How Industry 4.0 could spell the end of unnecessary maintenance

Colin Crow, managing director of digital transformation specialist Sigma Dynamics.

Now, more than ever, manufacturers who have harnessed the power of cutting-edge maintenance technology will be reaping the benefits. This certainly applies in the UK’s glass manufacturing industry, where record demand coming as a result of the lockdown-induced home improvement boom has put pressure on supply chains and production lines.

Being able to operate in a responsive, agile manner, increasing efficiency wherever possible is key to success. With exceptional demand already stretching lead-in times, any additional delay in production could prove costly indeed. Disruption caused by unnecessary equipment maintenance is, therefore, particularly unwelcome.

Senior maintenance engineers know only too well that down-time costs money and can have a knock-on effect throughout the business, hampering productivity, blighting customer satisfaction, damaging reputation and, ultimately, harming profits. To mitigate these risks, preventative plant maintenance is vital.

But while the preventative approach is designed to avoid major equipment failures, and the disruption that comes with them, it can also waste resource. Preventative maintenance leads many manufacturers to set maintenance schedules at shorter-than-necessary intervals, to ensure failures do not occur. Maintaining equipment when you don’t need to, however, costs money. So, what’s the alternative? How can businesses achieve ‘just right’ maintenance?

The answer lies in employing the right combination of self-diagnosing devices, 4G and 5G technology, big data, machine learning and AI technologies to optimise maintenance, swap-out and retirements. Using tech in this way will also enable maintenance teams to focus only on the site visits that add value.

This may sound daunting but, thanks to the new generation of ERP software platforms, it’s never been easier to implement technology and move away from expensive and time-consuming maintenance schedules.

With engineering teams spending as much as 25% of their time maintaining equipment that doesn’t need servicing, a move to predictive, self-diagnosing tech has obvious benefits.

Modern devices tell you their health, let you know when they are in trouble, and provide important feedback such as cycle time and environmental conditions. They also provide data that allows you to determine when a device may fail, when it needs servicing and when it should be left alone.

Predictive maintenance means that, with the help of AI, data analysis and machine learning, you can base decisions on the real-time data that your self-diagnosing devices produce.

The advantages are numerous here. Targeting predicted failures before they happen keeps production rolling, achieving positive results for both internal and external customers. At the same time, avoiding unnecessary maintenance work saves time and money.
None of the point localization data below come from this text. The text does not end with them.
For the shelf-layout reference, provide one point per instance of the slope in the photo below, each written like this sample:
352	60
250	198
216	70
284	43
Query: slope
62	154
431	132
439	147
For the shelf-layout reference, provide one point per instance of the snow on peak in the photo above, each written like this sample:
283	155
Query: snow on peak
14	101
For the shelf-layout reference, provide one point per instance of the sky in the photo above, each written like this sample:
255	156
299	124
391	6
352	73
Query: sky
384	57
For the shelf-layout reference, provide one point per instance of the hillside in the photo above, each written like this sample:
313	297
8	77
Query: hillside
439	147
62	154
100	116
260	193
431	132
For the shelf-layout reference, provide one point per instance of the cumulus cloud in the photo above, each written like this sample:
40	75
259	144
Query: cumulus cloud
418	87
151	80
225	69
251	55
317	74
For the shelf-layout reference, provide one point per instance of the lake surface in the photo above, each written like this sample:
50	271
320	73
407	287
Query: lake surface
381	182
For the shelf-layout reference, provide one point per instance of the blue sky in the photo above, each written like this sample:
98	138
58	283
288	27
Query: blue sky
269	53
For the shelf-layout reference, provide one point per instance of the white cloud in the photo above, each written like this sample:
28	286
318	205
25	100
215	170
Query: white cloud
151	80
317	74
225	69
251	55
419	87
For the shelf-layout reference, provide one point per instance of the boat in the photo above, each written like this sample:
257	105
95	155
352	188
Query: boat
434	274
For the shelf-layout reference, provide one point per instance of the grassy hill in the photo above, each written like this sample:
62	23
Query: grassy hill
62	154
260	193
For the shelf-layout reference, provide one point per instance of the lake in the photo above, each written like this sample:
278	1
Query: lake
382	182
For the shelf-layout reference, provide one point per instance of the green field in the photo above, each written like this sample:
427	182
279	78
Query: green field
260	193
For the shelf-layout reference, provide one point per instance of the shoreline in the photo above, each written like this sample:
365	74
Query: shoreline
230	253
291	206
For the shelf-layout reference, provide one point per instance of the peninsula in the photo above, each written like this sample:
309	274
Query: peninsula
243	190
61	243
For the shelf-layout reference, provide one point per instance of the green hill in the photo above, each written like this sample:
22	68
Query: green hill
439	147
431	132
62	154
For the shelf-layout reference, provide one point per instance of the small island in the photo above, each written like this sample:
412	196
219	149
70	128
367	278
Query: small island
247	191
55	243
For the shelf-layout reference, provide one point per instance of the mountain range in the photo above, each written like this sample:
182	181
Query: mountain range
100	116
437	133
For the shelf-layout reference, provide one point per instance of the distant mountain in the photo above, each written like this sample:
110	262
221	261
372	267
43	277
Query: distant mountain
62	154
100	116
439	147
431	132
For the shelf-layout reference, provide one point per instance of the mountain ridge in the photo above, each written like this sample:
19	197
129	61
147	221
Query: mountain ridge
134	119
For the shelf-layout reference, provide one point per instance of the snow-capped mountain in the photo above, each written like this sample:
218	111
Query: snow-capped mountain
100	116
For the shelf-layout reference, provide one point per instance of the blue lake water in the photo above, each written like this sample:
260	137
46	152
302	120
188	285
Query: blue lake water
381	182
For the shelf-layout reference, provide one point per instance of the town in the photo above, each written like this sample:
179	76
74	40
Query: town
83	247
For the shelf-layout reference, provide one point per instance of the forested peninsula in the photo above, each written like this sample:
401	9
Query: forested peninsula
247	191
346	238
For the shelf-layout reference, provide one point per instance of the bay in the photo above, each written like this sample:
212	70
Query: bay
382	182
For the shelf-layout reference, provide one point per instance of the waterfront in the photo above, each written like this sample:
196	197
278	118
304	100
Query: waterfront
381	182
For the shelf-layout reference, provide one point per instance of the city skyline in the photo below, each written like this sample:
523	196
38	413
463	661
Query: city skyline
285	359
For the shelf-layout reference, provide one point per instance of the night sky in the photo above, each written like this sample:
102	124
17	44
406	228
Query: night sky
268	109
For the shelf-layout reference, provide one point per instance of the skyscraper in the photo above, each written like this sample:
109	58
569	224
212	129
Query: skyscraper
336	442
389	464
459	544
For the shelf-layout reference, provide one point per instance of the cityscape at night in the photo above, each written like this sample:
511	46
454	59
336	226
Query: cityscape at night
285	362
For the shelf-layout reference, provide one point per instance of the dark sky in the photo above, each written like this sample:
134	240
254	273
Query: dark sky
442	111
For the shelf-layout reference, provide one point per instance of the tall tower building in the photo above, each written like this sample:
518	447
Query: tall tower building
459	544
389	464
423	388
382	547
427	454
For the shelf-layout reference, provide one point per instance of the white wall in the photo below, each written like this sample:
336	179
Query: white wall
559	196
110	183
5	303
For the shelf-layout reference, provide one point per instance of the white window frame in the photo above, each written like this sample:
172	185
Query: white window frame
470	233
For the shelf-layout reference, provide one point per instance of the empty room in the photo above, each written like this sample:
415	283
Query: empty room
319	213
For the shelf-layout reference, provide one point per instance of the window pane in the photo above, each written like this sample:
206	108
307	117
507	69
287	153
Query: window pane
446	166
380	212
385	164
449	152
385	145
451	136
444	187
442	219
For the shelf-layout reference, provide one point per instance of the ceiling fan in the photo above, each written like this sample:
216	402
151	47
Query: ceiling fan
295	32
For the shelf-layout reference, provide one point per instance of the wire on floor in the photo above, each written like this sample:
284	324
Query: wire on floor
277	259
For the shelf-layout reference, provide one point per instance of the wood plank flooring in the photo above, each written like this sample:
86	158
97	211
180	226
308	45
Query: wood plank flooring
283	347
On top of this, today’s self-diagnosing tech also tells you when it’s time to swap out and when it’s time to retire apparatus, with greatly improved accuracy.
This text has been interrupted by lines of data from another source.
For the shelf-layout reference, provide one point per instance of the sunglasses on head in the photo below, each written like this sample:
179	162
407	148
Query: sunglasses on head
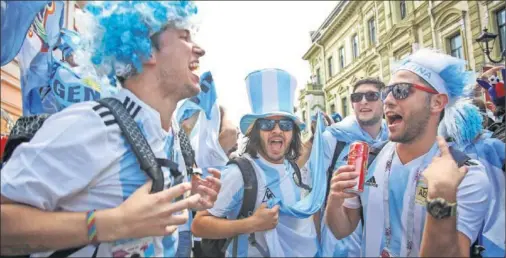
403	90
269	124
369	96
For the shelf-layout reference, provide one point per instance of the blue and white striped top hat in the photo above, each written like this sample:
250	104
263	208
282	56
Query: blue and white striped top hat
271	93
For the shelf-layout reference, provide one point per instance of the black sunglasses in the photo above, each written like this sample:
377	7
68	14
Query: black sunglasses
402	90
269	124
369	96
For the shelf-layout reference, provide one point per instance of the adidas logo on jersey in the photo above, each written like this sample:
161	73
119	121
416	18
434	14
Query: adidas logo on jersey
268	195
371	182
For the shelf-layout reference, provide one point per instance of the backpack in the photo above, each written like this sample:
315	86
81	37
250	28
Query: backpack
26	127
217	247
460	158
498	130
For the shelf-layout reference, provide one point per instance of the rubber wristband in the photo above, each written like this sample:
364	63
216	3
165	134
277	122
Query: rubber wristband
92	228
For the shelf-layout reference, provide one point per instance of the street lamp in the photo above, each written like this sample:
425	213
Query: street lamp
484	40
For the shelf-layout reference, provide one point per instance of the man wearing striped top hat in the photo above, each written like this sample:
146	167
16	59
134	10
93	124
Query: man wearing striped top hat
273	133
412	209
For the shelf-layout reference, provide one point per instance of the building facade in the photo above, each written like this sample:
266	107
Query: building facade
10	87
365	38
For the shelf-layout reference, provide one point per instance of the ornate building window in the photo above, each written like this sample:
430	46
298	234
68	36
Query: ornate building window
402	9
501	28
341	57
455	43
318	77
354	45
329	66
372	31
344	106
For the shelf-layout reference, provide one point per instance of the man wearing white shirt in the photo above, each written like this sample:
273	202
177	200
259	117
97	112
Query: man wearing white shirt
411	210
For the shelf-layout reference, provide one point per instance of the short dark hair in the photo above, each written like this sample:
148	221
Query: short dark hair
369	80
253	143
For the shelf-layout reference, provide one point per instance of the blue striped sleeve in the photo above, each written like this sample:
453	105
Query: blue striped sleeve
231	194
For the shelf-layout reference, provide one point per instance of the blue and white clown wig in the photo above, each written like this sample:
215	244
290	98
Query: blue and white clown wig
118	33
69	42
462	121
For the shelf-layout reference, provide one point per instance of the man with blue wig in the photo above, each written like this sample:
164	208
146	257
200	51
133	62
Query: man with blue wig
412	209
80	170
273	146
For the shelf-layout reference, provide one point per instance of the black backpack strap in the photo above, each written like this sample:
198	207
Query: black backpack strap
137	141
373	153
463	160
330	170
23	131
70	251
250	186
187	151
297	176
249	201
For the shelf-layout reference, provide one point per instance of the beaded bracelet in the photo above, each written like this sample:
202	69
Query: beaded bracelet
92	229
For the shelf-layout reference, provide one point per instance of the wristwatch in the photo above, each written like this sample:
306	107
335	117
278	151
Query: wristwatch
439	208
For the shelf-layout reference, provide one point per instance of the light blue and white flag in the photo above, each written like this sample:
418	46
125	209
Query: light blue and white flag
35	56
490	152
16	19
311	203
205	134
67	87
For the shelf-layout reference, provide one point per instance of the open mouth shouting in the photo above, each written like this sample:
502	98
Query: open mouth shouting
276	145
365	110
394	120
194	68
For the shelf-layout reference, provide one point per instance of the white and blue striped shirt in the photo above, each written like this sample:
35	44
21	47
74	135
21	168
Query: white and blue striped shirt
472	203
76	162
298	237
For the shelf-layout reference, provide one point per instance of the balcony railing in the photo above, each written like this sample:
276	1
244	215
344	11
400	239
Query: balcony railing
311	86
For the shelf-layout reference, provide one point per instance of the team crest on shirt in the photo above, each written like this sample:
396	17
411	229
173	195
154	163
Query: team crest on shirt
268	195
371	182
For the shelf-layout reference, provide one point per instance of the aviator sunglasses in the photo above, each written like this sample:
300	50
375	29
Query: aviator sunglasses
403	90
369	96
269	124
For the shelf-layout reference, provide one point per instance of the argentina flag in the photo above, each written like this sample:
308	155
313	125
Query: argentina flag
310	204
205	134
491	152
16	18
67	87
35	56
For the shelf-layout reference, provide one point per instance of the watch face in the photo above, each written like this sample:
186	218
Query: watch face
439	209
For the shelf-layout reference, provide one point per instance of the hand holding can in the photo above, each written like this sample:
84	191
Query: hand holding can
358	157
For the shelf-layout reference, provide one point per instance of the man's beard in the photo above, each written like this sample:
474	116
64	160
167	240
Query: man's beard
416	124
374	120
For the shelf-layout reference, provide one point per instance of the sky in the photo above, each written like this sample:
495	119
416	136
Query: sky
242	36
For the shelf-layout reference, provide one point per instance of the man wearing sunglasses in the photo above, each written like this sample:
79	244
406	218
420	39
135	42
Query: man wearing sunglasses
273	145
411	209
365	125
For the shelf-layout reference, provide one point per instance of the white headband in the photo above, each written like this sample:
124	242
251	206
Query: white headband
427	74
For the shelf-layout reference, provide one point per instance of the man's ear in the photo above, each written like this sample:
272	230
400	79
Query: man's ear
438	103
152	58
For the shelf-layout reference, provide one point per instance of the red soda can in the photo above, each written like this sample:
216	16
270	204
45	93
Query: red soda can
358	156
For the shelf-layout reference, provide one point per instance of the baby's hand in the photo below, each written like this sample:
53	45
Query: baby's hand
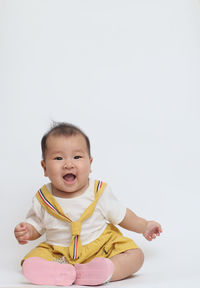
22	233
153	229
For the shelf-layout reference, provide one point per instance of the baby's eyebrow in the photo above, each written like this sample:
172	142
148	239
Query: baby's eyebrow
79	151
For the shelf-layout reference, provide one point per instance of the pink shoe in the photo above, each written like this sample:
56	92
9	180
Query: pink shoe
40	271
96	272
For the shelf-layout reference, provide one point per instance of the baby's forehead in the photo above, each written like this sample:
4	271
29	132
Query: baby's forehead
75	141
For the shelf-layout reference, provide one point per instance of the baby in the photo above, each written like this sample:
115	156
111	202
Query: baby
83	246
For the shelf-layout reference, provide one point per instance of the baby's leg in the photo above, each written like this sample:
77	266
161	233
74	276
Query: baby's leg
127	263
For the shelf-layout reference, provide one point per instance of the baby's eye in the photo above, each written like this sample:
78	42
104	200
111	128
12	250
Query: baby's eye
77	157
58	158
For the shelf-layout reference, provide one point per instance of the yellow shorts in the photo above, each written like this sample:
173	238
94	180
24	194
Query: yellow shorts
110	243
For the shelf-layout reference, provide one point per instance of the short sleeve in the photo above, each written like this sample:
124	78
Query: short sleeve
111	208
35	216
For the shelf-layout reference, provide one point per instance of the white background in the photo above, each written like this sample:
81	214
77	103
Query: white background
126	72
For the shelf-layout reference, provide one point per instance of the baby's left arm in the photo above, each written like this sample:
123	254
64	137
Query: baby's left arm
150	229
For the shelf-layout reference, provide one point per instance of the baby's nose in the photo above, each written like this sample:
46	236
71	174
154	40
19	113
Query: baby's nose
68	164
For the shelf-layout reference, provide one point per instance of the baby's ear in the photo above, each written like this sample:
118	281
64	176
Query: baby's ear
44	167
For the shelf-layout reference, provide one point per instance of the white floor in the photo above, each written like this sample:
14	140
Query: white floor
171	267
Digitally optimised maintenance shouldn’t happen in silo. It should exist as part of a connected enterprise, which connects technology, processes and people across the entirety of the business. This helps to unearth a whole new level of insight, regarding the way in which each element of the business impacts upon overall performance.
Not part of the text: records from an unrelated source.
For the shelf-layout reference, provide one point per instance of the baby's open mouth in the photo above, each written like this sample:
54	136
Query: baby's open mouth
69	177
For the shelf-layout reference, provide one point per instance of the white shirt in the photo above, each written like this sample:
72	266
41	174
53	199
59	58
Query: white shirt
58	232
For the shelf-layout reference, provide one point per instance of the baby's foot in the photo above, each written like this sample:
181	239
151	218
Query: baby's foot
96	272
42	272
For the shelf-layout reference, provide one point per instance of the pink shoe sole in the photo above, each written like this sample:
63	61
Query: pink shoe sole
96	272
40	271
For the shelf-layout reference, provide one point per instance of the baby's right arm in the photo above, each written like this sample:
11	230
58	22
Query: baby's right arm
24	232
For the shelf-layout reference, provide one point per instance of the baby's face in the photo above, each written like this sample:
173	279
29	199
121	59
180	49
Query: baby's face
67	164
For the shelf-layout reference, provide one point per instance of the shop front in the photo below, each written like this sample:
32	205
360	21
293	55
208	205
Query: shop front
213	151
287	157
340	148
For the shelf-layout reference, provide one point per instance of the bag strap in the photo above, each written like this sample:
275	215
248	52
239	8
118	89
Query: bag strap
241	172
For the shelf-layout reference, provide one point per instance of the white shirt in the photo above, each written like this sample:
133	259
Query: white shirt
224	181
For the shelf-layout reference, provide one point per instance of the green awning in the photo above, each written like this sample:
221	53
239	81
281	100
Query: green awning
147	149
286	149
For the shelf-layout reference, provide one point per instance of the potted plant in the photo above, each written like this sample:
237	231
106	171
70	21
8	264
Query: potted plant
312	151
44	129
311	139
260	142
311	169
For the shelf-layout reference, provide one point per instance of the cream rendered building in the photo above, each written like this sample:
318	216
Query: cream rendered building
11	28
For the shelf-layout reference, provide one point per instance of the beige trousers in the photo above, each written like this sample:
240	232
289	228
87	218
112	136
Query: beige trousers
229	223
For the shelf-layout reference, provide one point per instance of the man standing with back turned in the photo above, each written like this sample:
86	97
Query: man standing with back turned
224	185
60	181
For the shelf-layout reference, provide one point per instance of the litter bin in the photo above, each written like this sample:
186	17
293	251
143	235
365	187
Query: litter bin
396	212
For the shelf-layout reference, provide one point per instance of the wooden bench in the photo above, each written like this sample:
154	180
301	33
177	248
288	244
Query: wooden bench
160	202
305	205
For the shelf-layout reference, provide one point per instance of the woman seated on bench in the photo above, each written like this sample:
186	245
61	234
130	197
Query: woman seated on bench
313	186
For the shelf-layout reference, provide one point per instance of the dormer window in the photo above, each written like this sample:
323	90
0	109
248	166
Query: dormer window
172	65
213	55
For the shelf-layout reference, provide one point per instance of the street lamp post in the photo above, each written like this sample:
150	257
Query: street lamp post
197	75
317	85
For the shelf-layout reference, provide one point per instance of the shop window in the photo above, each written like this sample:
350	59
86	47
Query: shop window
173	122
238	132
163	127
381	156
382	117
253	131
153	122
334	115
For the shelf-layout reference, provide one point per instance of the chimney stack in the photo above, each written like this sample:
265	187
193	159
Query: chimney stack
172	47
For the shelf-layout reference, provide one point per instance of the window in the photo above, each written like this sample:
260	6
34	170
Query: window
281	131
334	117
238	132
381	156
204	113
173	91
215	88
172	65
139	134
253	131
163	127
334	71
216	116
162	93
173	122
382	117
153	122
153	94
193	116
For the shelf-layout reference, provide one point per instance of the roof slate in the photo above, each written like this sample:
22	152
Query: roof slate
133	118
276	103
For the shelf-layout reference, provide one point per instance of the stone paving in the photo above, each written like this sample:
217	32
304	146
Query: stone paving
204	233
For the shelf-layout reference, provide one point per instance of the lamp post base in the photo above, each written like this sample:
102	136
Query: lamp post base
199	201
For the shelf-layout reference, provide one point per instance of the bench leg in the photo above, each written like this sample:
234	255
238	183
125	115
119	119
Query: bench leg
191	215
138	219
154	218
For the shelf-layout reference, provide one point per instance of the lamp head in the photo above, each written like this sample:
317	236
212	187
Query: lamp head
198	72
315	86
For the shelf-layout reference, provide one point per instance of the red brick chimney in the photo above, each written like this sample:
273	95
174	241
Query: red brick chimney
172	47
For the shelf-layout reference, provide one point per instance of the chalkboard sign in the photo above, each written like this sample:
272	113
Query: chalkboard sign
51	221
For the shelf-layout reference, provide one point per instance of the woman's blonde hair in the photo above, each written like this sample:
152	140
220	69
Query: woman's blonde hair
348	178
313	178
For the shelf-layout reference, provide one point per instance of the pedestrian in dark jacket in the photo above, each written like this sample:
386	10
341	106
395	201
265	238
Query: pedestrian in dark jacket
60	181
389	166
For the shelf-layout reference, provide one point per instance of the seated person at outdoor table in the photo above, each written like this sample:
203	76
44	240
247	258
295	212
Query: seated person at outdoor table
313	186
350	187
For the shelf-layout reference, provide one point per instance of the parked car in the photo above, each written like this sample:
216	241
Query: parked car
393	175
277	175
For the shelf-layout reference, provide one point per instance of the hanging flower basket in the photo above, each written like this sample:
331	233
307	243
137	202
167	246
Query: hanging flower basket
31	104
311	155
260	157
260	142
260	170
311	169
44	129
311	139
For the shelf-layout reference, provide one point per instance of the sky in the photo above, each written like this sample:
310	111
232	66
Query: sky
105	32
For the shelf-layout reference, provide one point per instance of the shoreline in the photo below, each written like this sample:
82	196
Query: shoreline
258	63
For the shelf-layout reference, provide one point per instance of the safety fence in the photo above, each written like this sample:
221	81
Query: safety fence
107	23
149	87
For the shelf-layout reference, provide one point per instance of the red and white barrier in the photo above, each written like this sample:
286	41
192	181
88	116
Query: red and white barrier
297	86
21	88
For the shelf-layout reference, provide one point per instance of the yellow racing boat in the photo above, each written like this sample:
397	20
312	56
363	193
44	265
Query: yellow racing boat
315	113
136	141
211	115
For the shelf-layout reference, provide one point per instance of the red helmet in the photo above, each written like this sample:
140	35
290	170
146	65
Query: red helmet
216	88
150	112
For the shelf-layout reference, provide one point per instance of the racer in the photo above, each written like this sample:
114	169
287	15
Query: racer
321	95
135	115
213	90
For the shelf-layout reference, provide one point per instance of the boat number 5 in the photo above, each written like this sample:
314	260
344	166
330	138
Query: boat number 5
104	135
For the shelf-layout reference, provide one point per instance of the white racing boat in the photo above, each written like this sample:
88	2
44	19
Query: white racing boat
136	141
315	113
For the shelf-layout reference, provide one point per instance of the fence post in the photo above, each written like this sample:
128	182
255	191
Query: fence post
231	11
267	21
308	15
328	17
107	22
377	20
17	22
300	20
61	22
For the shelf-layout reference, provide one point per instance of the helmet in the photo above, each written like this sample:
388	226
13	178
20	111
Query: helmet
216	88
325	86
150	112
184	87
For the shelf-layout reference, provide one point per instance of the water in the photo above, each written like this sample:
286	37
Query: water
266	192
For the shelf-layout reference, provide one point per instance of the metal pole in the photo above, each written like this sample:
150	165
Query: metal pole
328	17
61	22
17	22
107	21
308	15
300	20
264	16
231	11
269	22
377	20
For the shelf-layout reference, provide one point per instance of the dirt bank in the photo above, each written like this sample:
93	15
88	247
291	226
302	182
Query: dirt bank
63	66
Connecting across functions in this manner leads to joined up data, shared processes and understanding. This constantly refreshed intelligence can then be turned into action, with the results clear to see via shared reporting dashboards.

Digital transformation should be a phased process, an evolution of a business’s existing systems and processes.

It’s certainly not a case of out with the old and in with the new overnight. There’s no need to break the bank to achieve big results, either. In the maintenance arena, existing equipment can often be upgraded, to enable data collection and analysis. Current data platforms can be migrated across into AI and analytics-friendly systems, and new tech can be integrated into existing IT platforms.

Most importantly, specialist providers are available to manage every stage of the process smoothly and efficiently, based on the best practice solutions for your sector.

As glass manufacturers continue to switch on to the power of tech to optimise their operations, now and in the future, it’s vital that the maintenance function is part of this digital revolution.